Multidimensional immunolabeling and 4D time-lapse imaging of vital ex vivo lung tissue.

During the last decades, the study of cell behavior was largely accomplished in uncoated or extracellular matrix (ECM)-coated plastic dishes. To date, considerable cell biological efforts have tried to model in vitro the natural microenvironment found in vivo. For the lung, explants cultured ex vivo as lung tissue cultures (LTCs) provide a three-dimensional (3D) tissue model containing all cells in their natural microenvironment. Techniques for assessing the dynamic live interaction between ECM and cellular tissue components, however, are still missing. Here, we describe specific multidimensional immunolabeling of living 3D-LTCs, derived from healthy and fibrotic mouse lungs, as well as patient-derived 3D-LTCs, and concomitant real-time four-dimensional multichannel imaging thereof.
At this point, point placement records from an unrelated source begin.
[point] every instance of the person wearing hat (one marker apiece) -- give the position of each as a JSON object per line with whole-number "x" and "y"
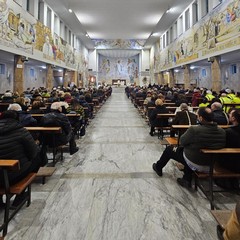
{"x": 225, "y": 100}
{"x": 158, "y": 122}
{"x": 205, "y": 135}
{"x": 7, "y": 97}
{"x": 230, "y": 94}
{"x": 183, "y": 117}
{"x": 57, "y": 119}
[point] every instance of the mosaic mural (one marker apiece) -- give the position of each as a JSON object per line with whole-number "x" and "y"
{"x": 32, "y": 37}
{"x": 217, "y": 32}
{"x": 118, "y": 44}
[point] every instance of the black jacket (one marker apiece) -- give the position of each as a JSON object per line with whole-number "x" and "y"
{"x": 231, "y": 161}
{"x": 17, "y": 143}
{"x": 158, "y": 122}
{"x": 57, "y": 119}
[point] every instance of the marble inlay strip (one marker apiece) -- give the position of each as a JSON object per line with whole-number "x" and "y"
{"x": 132, "y": 175}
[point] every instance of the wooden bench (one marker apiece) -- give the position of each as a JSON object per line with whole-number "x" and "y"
{"x": 221, "y": 216}
{"x": 45, "y": 172}
{"x": 169, "y": 141}
{"x": 13, "y": 190}
{"x": 215, "y": 172}
{"x": 51, "y": 131}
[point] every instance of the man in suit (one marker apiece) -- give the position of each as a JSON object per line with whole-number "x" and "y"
{"x": 205, "y": 135}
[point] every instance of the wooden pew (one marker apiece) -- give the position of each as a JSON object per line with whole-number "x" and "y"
{"x": 215, "y": 172}
{"x": 53, "y": 131}
{"x": 13, "y": 190}
{"x": 161, "y": 129}
{"x": 44, "y": 172}
{"x": 221, "y": 216}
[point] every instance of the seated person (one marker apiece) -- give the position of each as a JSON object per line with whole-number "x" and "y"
{"x": 17, "y": 143}
{"x": 25, "y": 118}
{"x": 158, "y": 122}
{"x": 77, "y": 123}
{"x": 231, "y": 161}
{"x": 232, "y": 228}
{"x": 183, "y": 117}
{"x": 219, "y": 116}
{"x": 57, "y": 119}
{"x": 205, "y": 135}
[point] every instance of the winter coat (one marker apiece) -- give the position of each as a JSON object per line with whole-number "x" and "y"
{"x": 208, "y": 136}
{"x": 17, "y": 143}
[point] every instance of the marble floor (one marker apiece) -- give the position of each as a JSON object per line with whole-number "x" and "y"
{"x": 108, "y": 190}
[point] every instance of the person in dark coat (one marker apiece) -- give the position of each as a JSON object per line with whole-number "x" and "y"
{"x": 158, "y": 122}
{"x": 219, "y": 116}
{"x": 17, "y": 143}
{"x": 183, "y": 117}
{"x": 57, "y": 119}
{"x": 231, "y": 161}
{"x": 25, "y": 118}
{"x": 206, "y": 135}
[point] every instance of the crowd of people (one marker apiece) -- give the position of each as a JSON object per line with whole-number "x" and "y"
{"x": 30, "y": 148}
{"x": 204, "y": 132}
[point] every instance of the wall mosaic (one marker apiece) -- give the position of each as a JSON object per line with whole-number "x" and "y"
{"x": 19, "y": 30}
{"x": 118, "y": 68}
{"x": 217, "y": 33}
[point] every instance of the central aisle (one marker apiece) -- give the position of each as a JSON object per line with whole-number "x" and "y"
{"x": 108, "y": 190}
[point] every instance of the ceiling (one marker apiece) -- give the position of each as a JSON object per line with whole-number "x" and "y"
{"x": 118, "y": 19}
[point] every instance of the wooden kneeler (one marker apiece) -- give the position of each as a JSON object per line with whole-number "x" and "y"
{"x": 12, "y": 190}
{"x": 45, "y": 172}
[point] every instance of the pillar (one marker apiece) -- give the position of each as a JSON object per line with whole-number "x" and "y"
{"x": 49, "y": 84}
{"x": 216, "y": 74}
{"x": 18, "y": 85}
{"x": 171, "y": 78}
{"x": 161, "y": 80}
{"x": 187, "y": 76}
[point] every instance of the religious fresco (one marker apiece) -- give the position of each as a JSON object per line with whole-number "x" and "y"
{"x": 15, "y": 31}
{"x": 217, "y": 32}
{"x": 32, "y": 37}
{"x": 118, "y": 68}
{"x": 118, "y": 44}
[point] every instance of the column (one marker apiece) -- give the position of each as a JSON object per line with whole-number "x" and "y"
{"x": 216, "y": 74}
{"x": 171, "y": 78}
{"x": 187, "y": 76}
{"x": 49, "y": 84}
{"x": 65, "y": 78}
{"x": 18, "y": 85}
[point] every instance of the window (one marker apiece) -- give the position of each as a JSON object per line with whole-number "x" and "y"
{"x": 2, "y": 68}
{"x": 204, "y": 72}
{"x": 49, "y": 17}
{"x": 31, "y": 72}
{"x": 41, "y": 11}
{"x": 187, "y": 19}
{"x": 195, "y": 12}
{"x": 233, "y": 69}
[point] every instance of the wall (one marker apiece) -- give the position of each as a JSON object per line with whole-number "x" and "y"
{"x": 6, "y": 80}
{"x": 34, "y": 77}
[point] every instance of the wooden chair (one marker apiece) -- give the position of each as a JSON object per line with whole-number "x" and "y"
{"x": 215, "y": 172}
{"x": 13, "y": 190}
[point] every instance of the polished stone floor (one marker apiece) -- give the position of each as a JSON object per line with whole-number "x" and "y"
{"x": 108, "y": 190}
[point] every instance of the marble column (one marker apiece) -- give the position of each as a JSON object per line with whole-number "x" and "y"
{"x": 171, "y": 78}
{"x": 187, "y": 76}
{"x": 216, "y": 74}
{"x": 162, "y": 80}
{"x": 65, "y": 78}
{"x": 49, "y": 84}
{"x": 18, "y": 74}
This approach allowed the evaluation of dynamic interactions between mesenchymal cells and macrophages with their ECM. Furthermore, fibroblasts transiently expressing focal adhesions markers incorporated into the 3D-LTCs, paving new ways for studying the dynamic interaction between cellular adhesions and their natural-derived ECM. A novel protein transfer technology (FuseIt/Ibidi) shuttled fluorescently labeled α-smooth muscle actin antibodies into the native cells of living 3D-LTCs, enabling live monitoring of α-smooth muscle actin-positive stress fibers in native tissue myofibroblasts residing in fibrotic lesions of 3D-LTCs. Finally, this technique can be applied to healthy and diseased human lung tissue, as well as to adherent cells in conventional two-dimensional cell culture. This novel method will provide valuable new insights into the dynamics of ECM (patho)biology, studying in detail the interaction between ECM and cellular tissue components in their natural microenvironment.